2 de enero de 2015

De guerras anunciadas



Acomodó las nalgas a la tapicería de cuero perfumado. Elevó las gafas con la punta del índice y tomó otro de aquellos caramelitos blancos con la otra mano, tosiendo involuntariamente. Enseguida supo que se repetiría una y otra vez. Así que abrió el bolso y extrajo un cigarrillo mentolado escuchando, también involuntariamente, el reproche acostumbrado. Nada para calmar la tos como aquello que, justamente, la causaba. Pensó que la vida era un disparate descabellado y después se reprochó mentalmente aquella obviedad. Observó la llamita azulada y paladeó el gusto ácido del cigarrillo, antes de que el aire se llenara de volutas, azules también.

Maliciosamente, sonrió cuando el humo se desplazó hacia el origen del reproche mientras el auto tomaba una curva a la derecha. Se le abrió la sonrisa y no lo supo. Después, el manotazo previsible provocó corrientes azules de formas suaves y caprichosas. Siguió sus evoluciones unos segundos y después hizo bajar el cristal un par de centímetros. No necesitaba la paz, pero sí el silencio. El silencio, pensó, era lo único de lo que no podría prescindir.

Se asió a la puerta cuando el auto tomó una curva rápida y acomodó de nuevo las posaderas. Transitaban bajo un cielo de hojas verdes y ramas entretejidas por una mano experta. Al fondo del túnel vegetal, la llamarada del sol provocaba una cierta sensación de irrealidad. A punto de entrar en la penumbra fresca, un carro tirado por dos vacas casi somnolientas. Delante de ellas, un hombre joven con una vara larga extendida entre los hombros, sirviendo de apoyo a los brazos fibrosos y bronceados. Lo contempló despacio mientras el coche aminoraba rapidamente la velocidad. El apolo, allá afuera, ni se molestó en comprobar si quedaba sitio para la abrillantada carrocería venida de otro mundo. Subitamente, se sintió prisionera de una sensación casi animal, pero hermosa al mismo tiempo.

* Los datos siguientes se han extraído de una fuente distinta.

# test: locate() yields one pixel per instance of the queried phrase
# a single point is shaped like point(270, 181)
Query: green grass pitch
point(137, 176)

No encontró la palabra ni se preocupó por ello. Sólo siguió mirando el cabello descuidado y negro, las manos largas, el rostro ennegrecido por la sombra de la barba escasa, el vuelo de la camisa abierta sobre el vientre tenso y broncíneo. La frenada la lanzó un poco hacia adelante. Se irguió y mantuvo la mirada cuando se cruzó con el de afuera. Un segundo, dos, tres, cuatro... Cuando decidió quitarse aquellas gafas que casi le cubrían la cara, ya era tarde. Mientras recobraba su posición original, repasó las curvas grasientas de una papada blanca como la nieve, enmarcada entre la camisa blanca  y aquellos rizos entrecanos preñados de gomina de su acompañante. Aquello la obligó a volver de nuevo la cabeza para ver como el apolo se alejaba mostrando la espalda geométrica. Observó su paso reposado y el mal estado de los tejanos caídos, apenas sujetos con un cinturón de cuero. Encontró hermosa la obscenidad que casi se abría paso en su imaginación y, sin dudarlo, se situó en medio de la escena.

Decidió recrearse en la fantasía mientras su imagen se perdía en la penumbre vegetal, se echó el cigarrillo de nuevo a la boca, suspiró una gran bocanada del gas azul y perfumado y lo exhaló con energía justo cuando giraba en el asiento. El silencio se quebró abruptamente. La paz, también.